Amid ongoing efforts to curb the number of aging containers at its docks, Los Angeles Harbor Commissioners on Thursday agreed to push the Container Excess Dwell Fee into the spring and extend the fee trigger for cargo leaving by rail.
Initially approved Oct. 29, the fee program was supposed to expire after 90 days, but the commission extended it to April 29 and altered it so that the fee would apply to an import leaving by train after nine days, the same amount of days for containers leaving by truck. Prior to the change, the fee applied to imports departing by rail after six or more days.
Meanwhile, the ports of Los Angeles and Long Beach have been postponing the fee for weeks, most recently to Jan. 21, after seeing improvement in dwell times.
“Since the announcement of the fee in October, import cargo lingering nine days or more has declined by 60% at the Port of Los Angeles,” Port Executive Director Gene Seroka announced. “We’re very pleased with the progress, which is why the fee has not been enacted. Data will continue to be monitored daily as we work with our partners to find further efficiencies.”

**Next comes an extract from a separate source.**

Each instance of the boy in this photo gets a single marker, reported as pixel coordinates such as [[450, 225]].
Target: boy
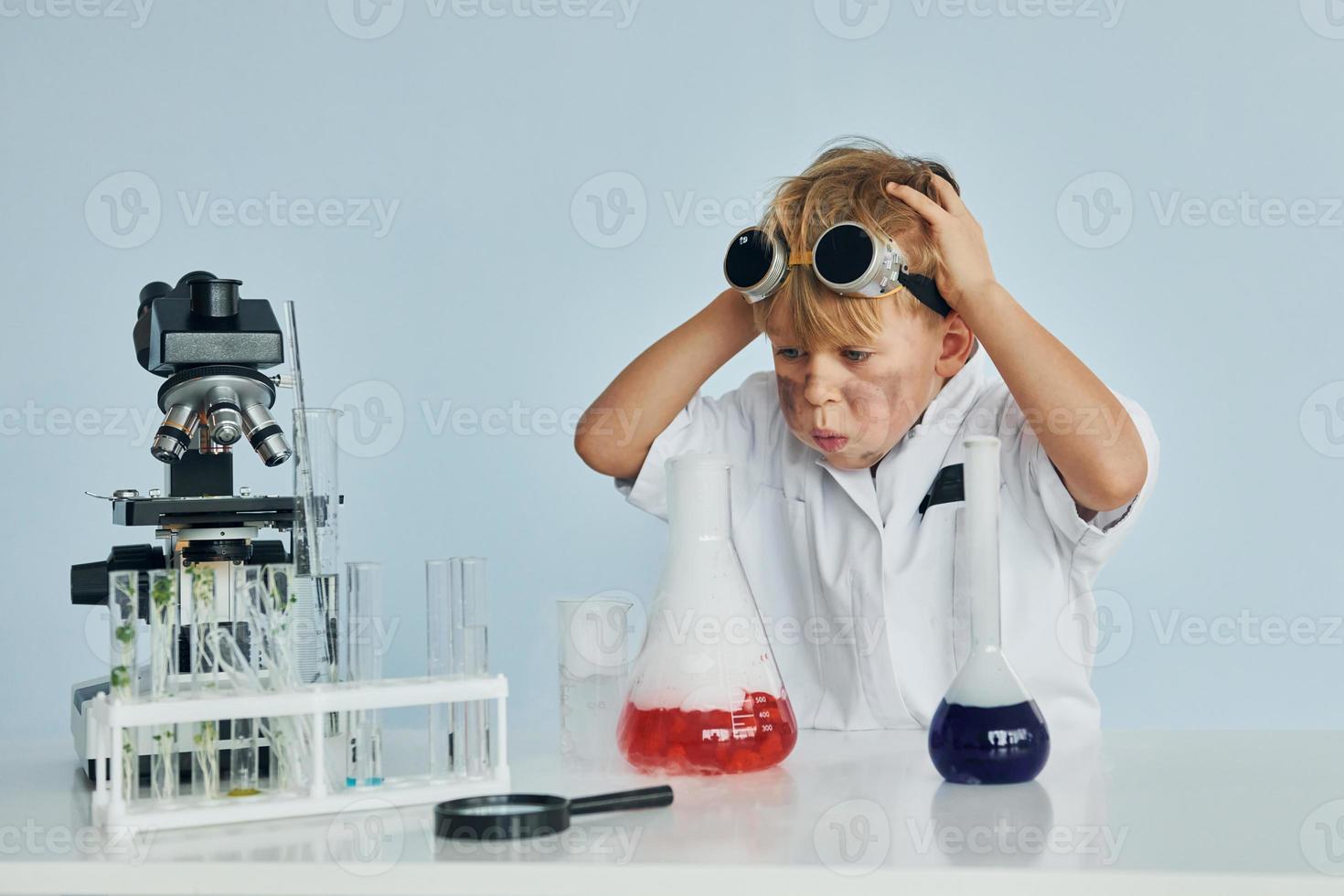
[[846, 500]]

The fee calls for ocean carriers to be charged $100 for every container lingering at terminals longer than the allotted time, with an incremental charge of $100 per container issued daily until it leaves a terminal. Revenue from the fees would pay for programs that improve cargo efficiency and lower congestion.
Before the pandemic, the average dwell time at the port before local delivery was under four days, while those leaving by trains stayed less than two days, according to port data.